The Museum of Cartoon Art was first established back in 1974 when Walker took the 80,000 or so unused jokes he had stored away. He wanted to create a place that would treat comics as a serious art form. As time went on, more and more comics were sent to the museum as donations from other cartoonists wanting to establish their work as more than fun and games; they wanted their readers to see the deep and beautiful nature of comics as well. Unfortunately, the museum closed in 2002 when the corporate donors of the International Museum of Cartoon Art declared bankruptcy. Then, in 2008, the museum’s 200,000 pieces of art became the property of Ohio State University’s Billy Ireland Cartoon Library and Museum, where a gallery is named after Mort Walker.

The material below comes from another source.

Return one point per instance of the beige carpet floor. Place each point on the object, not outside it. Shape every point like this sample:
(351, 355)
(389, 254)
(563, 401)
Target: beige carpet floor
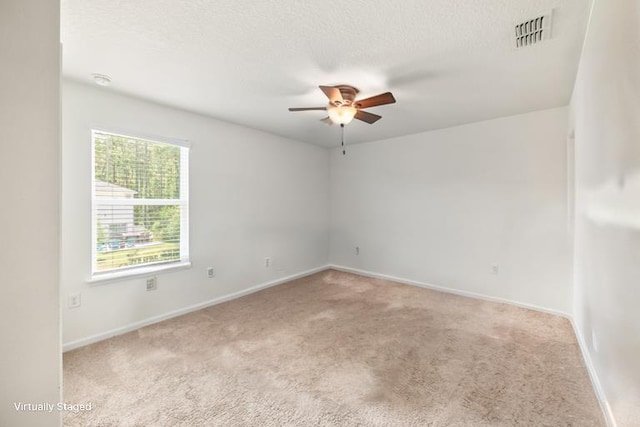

Walker was also the author of a book titled, The Lexicon of Comicana (1980), in which he helped general readers understand the many different cartooning conventions. For example, his usage of “grawlix” was meant to convey foul language and was originally meant to be for his own entertainment. But the symbolia (as the book calls them) caught on. Grawlix ended up becoming the inspiration behind the book. Other examples of symbolia include: Dites, diagonal, straight lines drawn across clear, reflective surfaces like windows; Squeans, those starburst like circles that help signify intoxication; or one of my personal favorites, the Quimps, planets that resemble Saturn used to replace obscene text and gestures
Mort Walker had a life dedicated to his craft; a dream that began at the age of 3 eventually grew into a career. His first comic was sold at the age of 12, and he continued to publish cartoons in various newspapers and magazines as a teenager. When he was drafted into the army, Walker found the inspiration for his Camp Swampy in his real-life army home, Camp Crowder. By the time he got back from the army, graduated from the University of Missouri, and landed in New York City, Walker’s presence could not be ignored. He helped form the Reuben Award for the National Cartoonists Society and advocated for the group’s inclusion of more women artists.
Whether or not you really know who Mort Walker is, his legacy will continue to live through those that have been impacted by his work, himself, or his humor. “Beetle Bailey” has appeared in over 1,800 newspapers in over 50 different countries. But as The Washington Post’s Michael Cavna reports from an interview with Walker back in 2013, the cartoonist said that he may “be leaving a legacy of failure to [his] my children. It’s like Kodak — nobody buys film anymore. I have a typewriter sitting in the corner that I haven’t used in 15 years.” Legacy is a relevant term when taking into account the way our culture is advancing, but I don’t think Mort Walker’s will be going anywhere anytime soon.